A MATLAB toolbox for the time-domain
simulation of acoustic wave fields
Large-Scale Ultrasound Simulations with Local Fourier Basis Decomposition (Supercomputing 2015)
The simulation of ultrasound wave propagation through biological tissue has a wide range of practical applications including planning therapeutic ultrasound treatments. The major challenge is to ensure the ultrasound focus is accurately placed at the desired target since the surrounding tissue can significantly distort it (see below for an animation of a plane wave propagating through the femoral neck using data from this paper). Performing accurate ultrasound simulations, however, requires the simulation code to be able to exploit thousands of processor cores to deliver simulation results within 24 hours. Our existing code (described in this paper) uses the pseudospectral time domain method (PSTD) to achieve high accuracy. However, this is based on performing 3D fast Fourier transforms (FFT) which introduces global all-to-all communications that are a major performance bottleneck.
Local Domain Decomposition
This poster presents a novel domain decomposition method for the PSTD method based on local Fourier basis. The global domain is divided into local subdomains which run independent simulations (i.e., gradients are performed using local, rather than global, Fourier basis functions). To maintain spectral accuracy, the field variables on each of the local subdomains are multiplied by a bell function which forces the data to be periodic.
At the end of each time step, local data is exchanged between neighbouring subdomains. This reduces communication overhead introduced by the FFT by replacing the global all-to-all communications with local nearest-neighbour communication patterns. An example is shown below, where the global domain is divided into 8 subdomains which run independent simulations, with local data exchange at the end of each time step.

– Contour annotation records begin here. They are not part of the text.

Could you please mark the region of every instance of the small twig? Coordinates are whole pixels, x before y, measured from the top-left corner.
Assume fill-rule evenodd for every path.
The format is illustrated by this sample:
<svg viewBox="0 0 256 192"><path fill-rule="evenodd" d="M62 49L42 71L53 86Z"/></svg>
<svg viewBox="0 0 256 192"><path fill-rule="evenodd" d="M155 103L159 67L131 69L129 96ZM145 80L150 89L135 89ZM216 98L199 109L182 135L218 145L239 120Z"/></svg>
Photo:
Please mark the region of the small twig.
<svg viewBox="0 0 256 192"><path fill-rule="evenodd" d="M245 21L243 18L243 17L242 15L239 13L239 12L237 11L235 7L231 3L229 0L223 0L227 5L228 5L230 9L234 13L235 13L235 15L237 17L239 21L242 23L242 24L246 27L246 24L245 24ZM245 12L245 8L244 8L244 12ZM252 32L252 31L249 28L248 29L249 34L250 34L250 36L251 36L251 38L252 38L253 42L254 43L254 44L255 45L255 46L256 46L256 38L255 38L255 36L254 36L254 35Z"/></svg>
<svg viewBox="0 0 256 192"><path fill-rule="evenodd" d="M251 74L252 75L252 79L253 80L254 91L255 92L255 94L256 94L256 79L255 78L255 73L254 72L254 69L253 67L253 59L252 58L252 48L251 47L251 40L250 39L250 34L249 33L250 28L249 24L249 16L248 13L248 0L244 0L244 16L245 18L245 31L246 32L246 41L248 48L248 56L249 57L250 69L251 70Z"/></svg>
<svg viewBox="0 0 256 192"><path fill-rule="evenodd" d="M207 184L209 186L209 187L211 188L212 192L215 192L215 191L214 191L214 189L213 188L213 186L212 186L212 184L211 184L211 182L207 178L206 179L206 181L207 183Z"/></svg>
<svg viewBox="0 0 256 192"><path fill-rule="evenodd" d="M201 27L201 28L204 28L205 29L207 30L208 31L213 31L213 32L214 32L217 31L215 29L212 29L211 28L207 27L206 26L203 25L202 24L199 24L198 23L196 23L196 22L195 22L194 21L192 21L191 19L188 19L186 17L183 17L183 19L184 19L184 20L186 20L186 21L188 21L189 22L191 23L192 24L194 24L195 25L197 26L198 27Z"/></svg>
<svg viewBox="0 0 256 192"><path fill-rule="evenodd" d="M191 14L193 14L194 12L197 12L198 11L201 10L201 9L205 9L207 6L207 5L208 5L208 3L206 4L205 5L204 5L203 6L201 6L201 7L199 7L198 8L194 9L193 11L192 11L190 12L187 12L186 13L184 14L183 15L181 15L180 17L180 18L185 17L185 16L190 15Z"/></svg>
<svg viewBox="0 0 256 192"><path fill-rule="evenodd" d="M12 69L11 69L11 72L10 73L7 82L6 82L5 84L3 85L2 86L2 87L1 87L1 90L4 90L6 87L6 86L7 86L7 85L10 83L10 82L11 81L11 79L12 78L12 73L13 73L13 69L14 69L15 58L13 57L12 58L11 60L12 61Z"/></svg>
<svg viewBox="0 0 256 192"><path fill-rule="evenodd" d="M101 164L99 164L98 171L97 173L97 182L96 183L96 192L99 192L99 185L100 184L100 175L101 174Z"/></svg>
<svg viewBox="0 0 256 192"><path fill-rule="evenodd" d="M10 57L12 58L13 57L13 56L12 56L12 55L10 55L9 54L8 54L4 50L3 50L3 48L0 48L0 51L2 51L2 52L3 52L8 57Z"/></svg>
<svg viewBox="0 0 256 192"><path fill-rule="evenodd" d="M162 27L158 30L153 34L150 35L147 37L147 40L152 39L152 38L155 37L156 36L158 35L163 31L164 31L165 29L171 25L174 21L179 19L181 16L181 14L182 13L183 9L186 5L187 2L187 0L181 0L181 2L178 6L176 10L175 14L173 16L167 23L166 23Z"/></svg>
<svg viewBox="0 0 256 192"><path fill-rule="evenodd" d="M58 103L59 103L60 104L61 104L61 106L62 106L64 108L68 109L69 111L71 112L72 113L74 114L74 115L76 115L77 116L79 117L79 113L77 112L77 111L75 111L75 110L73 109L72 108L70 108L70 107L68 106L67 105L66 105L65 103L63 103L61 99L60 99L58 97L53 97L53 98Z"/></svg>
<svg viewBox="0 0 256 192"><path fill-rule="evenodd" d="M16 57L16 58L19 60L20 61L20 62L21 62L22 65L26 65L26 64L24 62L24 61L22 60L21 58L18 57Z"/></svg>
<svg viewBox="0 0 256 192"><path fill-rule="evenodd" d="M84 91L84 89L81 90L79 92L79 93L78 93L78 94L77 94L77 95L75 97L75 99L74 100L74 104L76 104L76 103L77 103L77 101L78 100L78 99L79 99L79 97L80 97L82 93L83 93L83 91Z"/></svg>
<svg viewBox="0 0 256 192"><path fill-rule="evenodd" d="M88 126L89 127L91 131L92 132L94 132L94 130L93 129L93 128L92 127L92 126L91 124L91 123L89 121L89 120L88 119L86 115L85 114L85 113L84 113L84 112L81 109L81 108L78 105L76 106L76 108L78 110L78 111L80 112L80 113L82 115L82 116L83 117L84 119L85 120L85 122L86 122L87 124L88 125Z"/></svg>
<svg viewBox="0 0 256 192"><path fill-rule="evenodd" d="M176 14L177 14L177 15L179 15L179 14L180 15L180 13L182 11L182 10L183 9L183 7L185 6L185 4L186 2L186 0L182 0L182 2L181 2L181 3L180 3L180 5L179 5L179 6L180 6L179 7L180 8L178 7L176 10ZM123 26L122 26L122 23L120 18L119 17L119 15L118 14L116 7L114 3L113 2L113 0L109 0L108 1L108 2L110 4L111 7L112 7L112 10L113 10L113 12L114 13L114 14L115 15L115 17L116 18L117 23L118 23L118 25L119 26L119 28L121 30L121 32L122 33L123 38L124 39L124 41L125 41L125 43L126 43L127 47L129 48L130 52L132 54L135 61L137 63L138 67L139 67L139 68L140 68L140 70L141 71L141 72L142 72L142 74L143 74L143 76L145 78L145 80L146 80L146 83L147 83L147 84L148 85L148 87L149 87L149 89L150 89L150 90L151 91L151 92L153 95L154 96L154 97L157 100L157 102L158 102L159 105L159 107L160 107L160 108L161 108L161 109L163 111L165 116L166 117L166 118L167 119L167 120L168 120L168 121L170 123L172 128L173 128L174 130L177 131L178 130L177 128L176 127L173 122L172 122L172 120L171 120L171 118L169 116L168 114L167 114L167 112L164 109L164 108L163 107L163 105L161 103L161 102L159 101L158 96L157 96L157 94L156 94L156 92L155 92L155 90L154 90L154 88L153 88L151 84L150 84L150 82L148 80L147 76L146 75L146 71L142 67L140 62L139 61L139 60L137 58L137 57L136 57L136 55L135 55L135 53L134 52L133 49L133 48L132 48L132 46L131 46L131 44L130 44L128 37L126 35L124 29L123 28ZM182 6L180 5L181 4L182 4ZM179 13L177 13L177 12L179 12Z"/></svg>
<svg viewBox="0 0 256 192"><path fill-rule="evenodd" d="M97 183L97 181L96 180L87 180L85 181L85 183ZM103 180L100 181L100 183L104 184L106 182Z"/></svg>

The performance and scaling were investigated using spatial grid sizes between 512^3 and 2048^3 grid points. We used the thin nodes on the SuperMUC cluster (two 8-core Sandy Bridges) and scaled the calculation from 8 cores (one socket) to 8192 cores (512 nodes). The figure below illustrates strong scaling results for global domain decomposition (GDD; our previous code) and local domain decomposition (LDD). The scaling of GDD is limited and shows significant performance fluctuations dependent on the domain size (this is due to the communication strategy used, which is discussed in more detail here). Conversely, LDD scales up to 8192 cores for all domain sizes. Moreover, the scaling curves for LDD are smoother and steeper yielding much higher efficiency. The shape of the scaling curves suggests that large domains will be easy to scale to even higher number of cores.
The figure below directly compares GDD and three types of LDD (pure-MPI version, and hybrid OpenMP/MPI versions with a single process per socket and per node). The hybrid versions further reduce communication overhead and the relative size of the halo region. This leads to superior performance of both hybrid versions which can outperform the pure-MPI and GDD versions on the same number of cores by a factor of 1.5 and 4, respectively.
This poster has presented a novel domain decomposition for spectral methods based on local Fourier basis allowing up to 16 times more computer cores to be employed. The time per simulation timestep was reduced by a factor of 8.55 in the best case. Since very large-scale ultrasound simulations (>2048^3) often need a week to finish on 1024 cores, this decomposition can reduce simulations below 24 hours, which is a more clinically meaningful timeframe.